Here, we implicitly apply the fact that $f$ is $\rho$-uniformly convex at the second inequality. Taking $\gamma_i\rightarrow f^*(x^*_i)$ for $i=1,2$, the $\rho^*$-uniform smoothness of $f^*$ is proved.

(s.smooth $\Rightarrow$ s.convex) Suppose that $f$ is globally $\sigma$-uniformly smooth. Let any $x_0^*, x_1^*\in dom f^*$ and $\lambda \in [0,1]$. Denote $x_\lambda^* := (1 - \lambda)x_0^*+\lambda x_1^*$. For any $x, y \in X$, we have

$$\begin{aligned}& (1-\lambda)f^*(x_0^*)+\lambda f^*(x_1^*)\\ \geq & (1-\lambda) [\langle x-\lambda y, x_0^*\rangle -f(x-\lambda y)] + \lambda [ \langle x+(1-\lambda) y, x_1^*\rangle -f(x+(1-\lambda) y) ]\\ =& [\langle x, x^*_\lambda\rangle + \lambda(1-\lambda) \langle y, x_1^*-x_0^*\rangle] -[(1-\lambda) f(x-\lambda y) + \lambda f(x+(1-\lambda) y)] \\ \geq & [\langle x, x^*_\lambda\rangle + \lambda(1-\lambda) \langle y, x_1^*-x_0^*\rangle] -[f(x) + \lambda (1-\lambda) \sigma(-y)] \\ =& \langle x, x^*_\lambda\rangle - f(x) + \lambda(1-\lambda) [\langle y, x_1^*-x_0^*\rangle - \sigma(-y)]\\ =& \langle x, x^*_\lambda\rangle - f(x) + \lambda(1-\lambda) [\langle -y, x_0^*-x_1^*\rangle - \sigma(-y)]\end{aligned}$$

Here, the second inequality holds since $f$ is assumed to be globally $\sigma$-uniformly smooth.

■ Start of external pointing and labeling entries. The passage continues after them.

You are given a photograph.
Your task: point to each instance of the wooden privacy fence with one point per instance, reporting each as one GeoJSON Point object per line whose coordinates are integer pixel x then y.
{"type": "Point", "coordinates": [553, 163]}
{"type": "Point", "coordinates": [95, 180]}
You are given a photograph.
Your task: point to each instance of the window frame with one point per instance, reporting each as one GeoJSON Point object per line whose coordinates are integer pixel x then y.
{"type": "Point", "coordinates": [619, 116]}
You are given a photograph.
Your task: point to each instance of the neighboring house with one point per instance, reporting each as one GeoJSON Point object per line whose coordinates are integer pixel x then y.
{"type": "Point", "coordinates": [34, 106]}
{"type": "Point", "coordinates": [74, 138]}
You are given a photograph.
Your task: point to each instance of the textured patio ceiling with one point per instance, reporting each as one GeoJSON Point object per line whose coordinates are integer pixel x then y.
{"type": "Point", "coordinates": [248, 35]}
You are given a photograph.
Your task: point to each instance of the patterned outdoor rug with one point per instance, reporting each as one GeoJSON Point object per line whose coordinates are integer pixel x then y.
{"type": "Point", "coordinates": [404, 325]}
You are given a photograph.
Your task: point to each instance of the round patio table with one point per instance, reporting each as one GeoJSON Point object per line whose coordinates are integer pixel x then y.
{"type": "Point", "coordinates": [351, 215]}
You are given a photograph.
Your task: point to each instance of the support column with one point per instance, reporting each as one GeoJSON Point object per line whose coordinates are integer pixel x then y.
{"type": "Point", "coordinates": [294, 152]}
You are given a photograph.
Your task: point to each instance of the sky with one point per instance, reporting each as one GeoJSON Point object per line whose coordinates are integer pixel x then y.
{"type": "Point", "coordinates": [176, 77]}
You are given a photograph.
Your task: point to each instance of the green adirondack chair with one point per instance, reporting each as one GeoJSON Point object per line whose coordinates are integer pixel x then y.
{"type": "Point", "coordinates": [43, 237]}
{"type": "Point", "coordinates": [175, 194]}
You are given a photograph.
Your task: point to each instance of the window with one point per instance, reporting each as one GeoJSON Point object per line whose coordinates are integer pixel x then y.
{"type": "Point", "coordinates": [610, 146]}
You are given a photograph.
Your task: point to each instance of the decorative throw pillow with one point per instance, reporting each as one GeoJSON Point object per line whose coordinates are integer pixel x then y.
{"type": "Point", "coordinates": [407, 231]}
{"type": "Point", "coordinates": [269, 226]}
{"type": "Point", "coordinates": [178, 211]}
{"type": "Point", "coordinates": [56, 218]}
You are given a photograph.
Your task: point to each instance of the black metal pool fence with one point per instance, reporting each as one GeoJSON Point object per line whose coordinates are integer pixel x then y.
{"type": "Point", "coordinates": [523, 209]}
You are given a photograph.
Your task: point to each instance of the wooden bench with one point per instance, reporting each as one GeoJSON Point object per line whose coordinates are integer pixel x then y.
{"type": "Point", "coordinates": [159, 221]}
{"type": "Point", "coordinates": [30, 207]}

Since the result holds for any $x, y\in X$, we may take the supremum and obtain

$$(1-\lambda)f^*(x_0^*)+\lambda f^*(x_1^*) \geq f^*(x^*_\lambda) + \lambda (1-\lambda)\sigma^*(x_0^*-x_1^*).$$

Therefore, $f^*$ is $\sigma^*$-uniformly convex. $\square$

Remark. If we only assume that $f$ is uniformly smooth on its domain, then it is not sufficient to guarantee the uniform convexity of $f^*$. A counter example in $\mathbb R^n$ is $f(x) = \frac{1}{2}||x||_2^2 + I(||x||_2\leq 1)$, then

$$f^*(x^*) = \begin{cases} \displaystyle \frac{1}{2}||x^*||_2^2 &, \quad ||x^*||_2\leq 1\\ \displaystyle ||x^*||_2-\frac{1}{2} &, \quad \text{otherwise.}\end{cases}$$

In this case, $f$ is $1$-strongly smooth on its domain, but $f^*$ contains linear part, thus not strictly/uniformly/strongly convex.

3. References

[1] Kakade, Sham, Shai Shalev-Shwartz, and Ambuj Tewari. “On the duality of strong convexity and strong smoothness: Learning applications and matrix regularization.” (2009): 35.

[2] Zalinescu, C. “On uniformly convex functions.” Journal of Mathematical Analysis and Applications 95.2 (1983): 344-374.

[3] Zalinescu, Constantin. “Convex analysis in general vector spaces”. World scientific, 2002.